Ich setzte mich zu ihr, und sie beugte sich sofort näher. "Du hättest heute nicht hierherkommen sollen", murmelte sie. "Das sagst du immer", antwortete ich und versuchte zu lächeln. Es misslang. Mein Blick wanderte zu den Legionären. Der Offizier war inzwischen nähergekommen. Zu nah. "Was ist los?" flüsterte ich. "Sie suchen eine Frau. Eine Töpferin", sagte Livia leise. "Gestern auf dem Markt Streit mit einem Soldaten. Er liegt heute mit gebrochener Nase im Lager. Er sagt, du warst es." Mir wurde kalt. Gestern. Markt. Der betrunkene Soldat, der einen Krug nahm, ohne zu zahlen. Ich hatte ihm nur die Hand weggeschlagen. Mehr nicht.

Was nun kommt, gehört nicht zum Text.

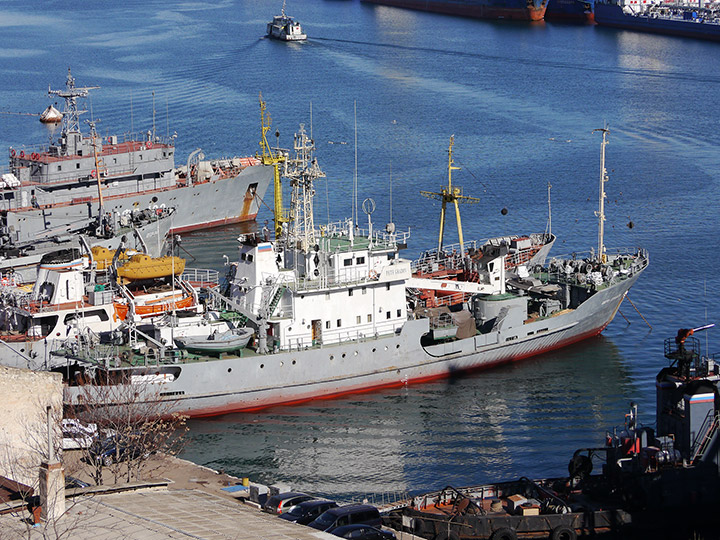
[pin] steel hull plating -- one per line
(480, 9)
(214, 203)
(256, 382)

Bevor ich antworten konnte, spürte ich den Blick des Offiziers im Rücken, als hätte er mir ein Gewicht zwischen die Schulterblätter gelegt. Für einen Herzschlag lang sah ich nur zwei Möglichkeiten... aufstehen oder etwas sehr Dummes, sehr Mutiges tun. Ich griff nach meinem Becher, als hätte ich es mir anders überlegt, stand halb auf, stolperte absichtlich ein wenig und wandte mich vom Tisch weg. "Ups...", murmelte ich laut genug, um gehört zu werden, "ich sehe schlecht im Halbdunkel." Dann ging ich nicht zur Tür, sondern machte zwei Schritte zur Seite, direkt zu der Frau mit dem dunklen Mantel und der aufrechten Haltung, die mir schon zuvor aufgefallen war. Sie wirkte fehl am Platz zwischen all dem Lärm, zu gesammelt, zu wachsam. Wenn jemand hier wusste, wie man sich in brenzligen Momenten benahm, dann sie.

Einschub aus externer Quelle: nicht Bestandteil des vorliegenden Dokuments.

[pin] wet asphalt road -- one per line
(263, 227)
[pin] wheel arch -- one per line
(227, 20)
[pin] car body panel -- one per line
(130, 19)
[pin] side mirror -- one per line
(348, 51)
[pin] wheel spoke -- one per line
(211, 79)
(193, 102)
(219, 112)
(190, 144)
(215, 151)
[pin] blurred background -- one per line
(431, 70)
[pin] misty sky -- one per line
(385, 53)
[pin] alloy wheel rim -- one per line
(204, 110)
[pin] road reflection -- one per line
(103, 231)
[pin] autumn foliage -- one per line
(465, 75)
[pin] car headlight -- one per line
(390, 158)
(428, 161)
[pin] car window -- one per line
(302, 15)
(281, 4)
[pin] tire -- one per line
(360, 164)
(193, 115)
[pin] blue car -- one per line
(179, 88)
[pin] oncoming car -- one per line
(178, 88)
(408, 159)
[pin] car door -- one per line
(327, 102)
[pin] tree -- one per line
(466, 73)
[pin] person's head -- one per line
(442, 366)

Ich ließ mich neben ihr auf die Bank sinken, ohne zu fragen, und stellte meinen Becher auf den Tisch, als wäre ich mitten in einer längst begonnenen Unterhaltung. "Du bist spät dran", sagte ich leise, aber bestimmt, den Blick auf den Wein gerichtet. "Ich dachte schon, du kommst heute gar nicht mehr." Aus dem Augenwinkel sah ich, wie der Offizier innehielt. Unsicherheit. Nur ein Hauch davon, aber genug. Ich beugte mich näher zu der Frau und senkte die Stimme noch weiter. "Bitte spiel mit. Sie suchen mich." Lauter fügte ich hinzu, während ich mit dem Finger eine feuchte Spur im Holz nachzeichnete. "Wie fandest du gestern den gemeinsamen Ausflug?" Mein Herz hämmerte mir bis in die Schläfen. "Ich hoffe, es war erfreulich." Ich wagte es nun, sie anzusehen, nur kurz, flehend. Und hoffte, dass sie verstand, was hier gerade auf dem Spiel stand.